A surjective flat (equals faithfully flat) map with smooth fibres is in fact a smooth morphism, and hence induces a submersion on the underlying manifolds obtained by passing
to complex points. Since the fibres are projective, it is furthermore proper (in the sense of algebraic geometry) [see the note added at the end; this is not a logical deduction from the given condition on the fibres, but nevertheless seems to be a reasonable reinterpretation of that condition], and hence proper (in the sense of topology). A theorem
of Ehresmann states that any proper submersion of smooth manifolds is a fibre bundle.
In particular, it is a fibration in the sense of homotopy theory, and the fibres are
diffeomorphic (thus also homeomorphic, homotopic, ... ).
Note: Your specific question is really about smooth morphisms (these are flat morphisms
with smooth fibres, although there are other definitions too, which are equivalent
under mild hypotheses on the schemes involved, and in particular, are equivalent for maps
of varieties over a field). One point about the notion of flat map is that it allows one
to consider cases in which the fibres over certain points degenerate, but still vary continuously (in some sense). It may well be a special feature of algebraic geometry
(and closely related theories such as complex analytic geometry) that one can have such a reasonable notion, a feature related to the fact that one can
work in a reasonable manner with singular spaces in algebraic geometry, because the singularities are so mild compared to what can occur in (say) differential topology.
[Added: I should add that I took a slight liberty with the question, in that I interpreted the condition that the fibres are projective stronger than is literally justified, in so far as I replaced it with the condition that the map is proper. As is implicit in Chris Schommer-Pries's comment below, we can find non-proper smooth surjections whose fibres are projective varieties: e.g. if, as in his example, we consider the covering of $\mathbb P^1$ by two copies of $\mathbb A^1$ in the usual way, then the fibres consists of either one or two points (one point for $0$ and the point at $\infty$, two points for all the others), and any finite set of points is certainly a projective variety.
Nevertheless, my interpretation of the question seems to have been helpful; hopefully, with the addition of this remark, it is not too misleading.]
OK, let me venture to give a definition.
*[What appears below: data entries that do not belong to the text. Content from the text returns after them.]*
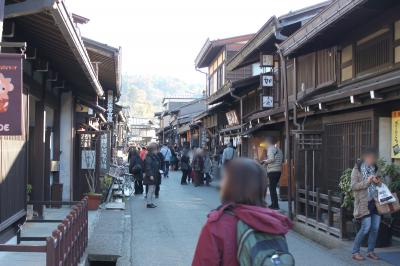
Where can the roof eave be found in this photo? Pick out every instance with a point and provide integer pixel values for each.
(318, 24)
(65, 23)
(264, 34)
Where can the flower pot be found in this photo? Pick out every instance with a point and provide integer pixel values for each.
(94, 201)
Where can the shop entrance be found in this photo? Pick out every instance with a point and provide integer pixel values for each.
(93, 155)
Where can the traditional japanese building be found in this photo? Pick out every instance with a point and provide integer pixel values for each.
(222, 120)
(60, 80)
(343, 83)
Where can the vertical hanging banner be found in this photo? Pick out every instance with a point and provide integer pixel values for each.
(110, 106)
(396, 135)
(10, 94)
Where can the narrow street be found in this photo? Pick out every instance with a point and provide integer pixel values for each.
(167, 235)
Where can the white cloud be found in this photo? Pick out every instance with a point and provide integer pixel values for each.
(163, 37)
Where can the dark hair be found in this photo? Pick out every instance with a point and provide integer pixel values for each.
(246, 182)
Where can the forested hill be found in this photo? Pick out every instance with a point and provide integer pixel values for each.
(144, 93)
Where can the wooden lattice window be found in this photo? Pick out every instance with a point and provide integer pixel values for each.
(373, 51)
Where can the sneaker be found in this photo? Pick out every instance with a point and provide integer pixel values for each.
(372, 256)
(358, 257)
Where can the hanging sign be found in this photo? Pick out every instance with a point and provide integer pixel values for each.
(232, 118)
(110, 106)
(268, 102)
(396, 134)
(10, 94)
(267, 81)
(267, 60)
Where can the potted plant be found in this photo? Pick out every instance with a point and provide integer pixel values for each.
(392, 173)
(385, 233)
(94, 198)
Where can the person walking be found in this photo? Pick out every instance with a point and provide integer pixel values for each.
(185, 166)
(152, 170)
(167, 154)
(207, 167)
(143, 153)
(274, 169)
(198, 167)
(242, 207)
(136, 169)
(364, 182)
(229, 153)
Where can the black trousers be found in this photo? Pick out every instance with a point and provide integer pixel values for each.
(157, 192)
(273, 184)
(138, 186)
(166, 169)
(184, 176)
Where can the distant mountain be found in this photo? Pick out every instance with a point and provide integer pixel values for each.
(144, 93)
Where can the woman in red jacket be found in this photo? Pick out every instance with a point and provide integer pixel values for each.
(243, 192)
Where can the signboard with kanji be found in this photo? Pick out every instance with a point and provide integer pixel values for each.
(267, 81)
(11, 94)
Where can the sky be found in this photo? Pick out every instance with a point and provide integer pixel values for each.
(163, 37)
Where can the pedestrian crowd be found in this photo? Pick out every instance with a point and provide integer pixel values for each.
(244, 216)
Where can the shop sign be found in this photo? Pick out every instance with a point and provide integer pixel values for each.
(267, 81)
(10, 94)
(232, 118)
(396, 134)
(110, 105)
(267, 60)
(268, 102)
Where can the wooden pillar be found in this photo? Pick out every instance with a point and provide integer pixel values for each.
(2, 7)
(38, 165)
(47, 163)
(56, 143)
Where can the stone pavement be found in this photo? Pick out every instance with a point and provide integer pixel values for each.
(167, 235)
(39, 229)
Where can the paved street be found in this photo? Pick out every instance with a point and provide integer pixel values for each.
(167, 235)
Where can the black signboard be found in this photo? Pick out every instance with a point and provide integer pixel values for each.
(10, 94)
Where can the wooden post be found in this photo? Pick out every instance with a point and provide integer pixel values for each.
(39, 157)
(318, 206)
(330, 218)
(2, 7)
(343, 231)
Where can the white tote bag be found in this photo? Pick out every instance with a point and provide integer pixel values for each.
(384, 195)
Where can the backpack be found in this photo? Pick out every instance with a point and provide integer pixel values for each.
(261, 249)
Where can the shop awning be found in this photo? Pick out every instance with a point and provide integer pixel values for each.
(183, 129)
(230, 130)
(91, 104)
(48, 26)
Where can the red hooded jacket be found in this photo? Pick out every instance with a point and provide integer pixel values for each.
(217, 242)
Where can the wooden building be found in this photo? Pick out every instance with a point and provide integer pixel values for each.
(222, 120)
(58, 74)
(263, 104)
(342, 70)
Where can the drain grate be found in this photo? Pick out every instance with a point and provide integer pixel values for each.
(102, 260)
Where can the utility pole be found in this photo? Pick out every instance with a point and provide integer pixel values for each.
(2, 7)
(287, 128)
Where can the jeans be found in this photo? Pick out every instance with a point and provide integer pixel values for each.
(184, 176)
(273, 184)
(166, 168)
(369, 224)
(150, 194)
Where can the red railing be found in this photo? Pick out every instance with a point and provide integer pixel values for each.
(67, 243)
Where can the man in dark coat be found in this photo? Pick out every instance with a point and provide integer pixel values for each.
(152, 173)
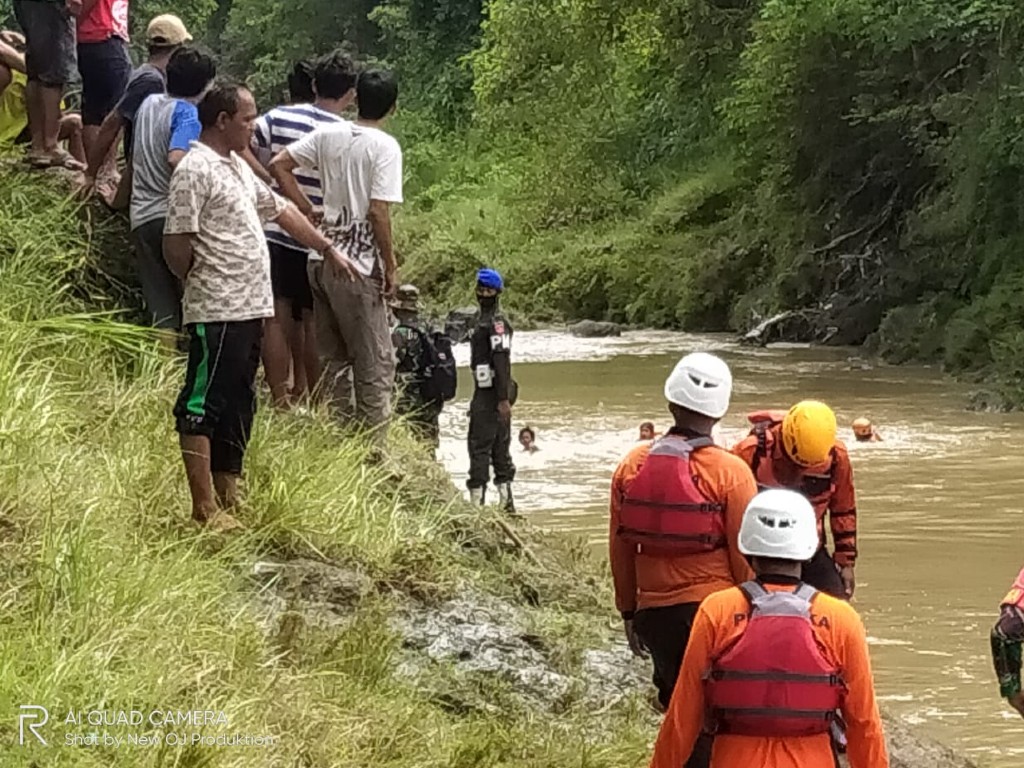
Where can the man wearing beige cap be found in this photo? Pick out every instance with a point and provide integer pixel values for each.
(164, 36)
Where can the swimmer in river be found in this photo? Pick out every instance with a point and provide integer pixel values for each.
(527, 438)
(864, 431)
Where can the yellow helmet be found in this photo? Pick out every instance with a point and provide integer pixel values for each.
(809, 432)
(862, 427)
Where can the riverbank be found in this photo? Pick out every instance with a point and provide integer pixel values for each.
(360, 621)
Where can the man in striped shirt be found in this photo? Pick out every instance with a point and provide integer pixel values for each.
(289, 342)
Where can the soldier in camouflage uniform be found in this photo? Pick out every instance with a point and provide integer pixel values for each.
(406, 335)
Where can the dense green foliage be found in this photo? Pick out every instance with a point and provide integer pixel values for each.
(698, 163)
(706, 163)
(113, 600)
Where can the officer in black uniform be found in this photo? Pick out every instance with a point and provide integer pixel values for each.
(408, 337)
(494, 394)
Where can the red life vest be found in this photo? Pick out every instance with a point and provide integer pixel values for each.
(817, 483)
(774, 680)
(664, 512)
(1016, 595)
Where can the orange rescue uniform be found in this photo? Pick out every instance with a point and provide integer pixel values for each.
(840, 501)
(646, 582)
(720, 622)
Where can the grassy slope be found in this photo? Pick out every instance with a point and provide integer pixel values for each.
(110, 599)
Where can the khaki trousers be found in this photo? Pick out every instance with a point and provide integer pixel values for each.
(353, 339)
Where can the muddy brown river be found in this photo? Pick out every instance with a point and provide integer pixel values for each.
(940, 499)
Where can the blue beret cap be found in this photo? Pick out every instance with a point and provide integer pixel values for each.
(489, 279)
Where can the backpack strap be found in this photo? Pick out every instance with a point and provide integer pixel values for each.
(753, 590)
(806, 592)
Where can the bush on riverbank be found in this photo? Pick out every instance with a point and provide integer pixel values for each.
(113, 600)
(701, 165)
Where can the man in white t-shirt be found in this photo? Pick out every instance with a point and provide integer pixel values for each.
(359, 167)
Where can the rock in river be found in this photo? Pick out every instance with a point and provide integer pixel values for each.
(595, 330)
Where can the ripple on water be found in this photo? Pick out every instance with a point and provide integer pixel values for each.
(939, 499)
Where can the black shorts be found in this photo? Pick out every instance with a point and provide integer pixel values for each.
(49, 37)
(218, 399)
(288, 273)
(105, 69)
Say that a morphism $f:X\to Y$, of varieties over
a field, is an algebraic fibration if there exists a factorization
$X\to \overline{X}\to Y$, such that that the first map is an open immersion, and the
second map is proper and there exists a partition into Zariski locally closed strata $\overline{X}=\coprod\overline{X}_i$, such that restrictions
$\overline{X}_i\to Y$ are smooth and proper. $X$ should be a union of strata.
Perhaps, one should also insist that this is Whitney stratification.
Shenghao's comment made me realize that my original attempt at an answer was problematic.
Rather than trying to fix it, let me make a fresh start.
Let us say that $f:X\to Y$ is an algebraic fibration if there exist a simplicial scheme $\bar X_\bullet$ with a divisor $D_\bullet\subset \bar X_\bullet$ such that
- There is map $\bar X_\bullet -D_\bullet\to X$ satisfying cohomological descent, in the
sense of Hodge III, for the classical topology (over $\mathbb{C}$) or etale topology (in general).
- The composite $\bar X_n\to Y$ is smooth and proper, and $D_n$ has relative normal crossings for each $n$.
These conditions will ensure that $R^if_*\mathbb{Z}$ (resp. $R^if_*\mathbb{Z}/\ell \mathbb{Z}$)
are locally constant etc.
I think that this would also apply Shenghao's question
What would be a characteristic-$p$ analogue for $C^{\infty}$-fiber bundles?
Although I won't claim that this is in any sense optimal.
Oh, and I forgot to say that when $Y=Spec k$ is a point, every $X$ can be seen to be fibration (as it should) by De Jong
Best Answer
The answer here is a resounding no. I think the most important point is that you're applying the wrong topological intuition here. A variety shouldn't be thought of as like a manifold, but as like a complex manifold, and the corresponding theorem to the "submersion=fiber bundle" theorem in smooth manifolds is just false for complex manifolds. Just as an example, all elliptic curves are topologically the same, so the solutions to $x(x-1)(x-a)=y^2$ are a smooth fiber bundle over (most of) $\mathbb{C}$ with coordinate $a$, but all the fibers which aren't in the same orbit of $SL_2(\mathbb Z)$ on $\mathbb{C}$ are not isomorphic as complex manifolds.
The other way of saying this is that complex structures can exist in families; they have moduli. Moduli spaces exactly measure how theorems like "submersion=fiber bundle" fail since they measure continuous variation of structure.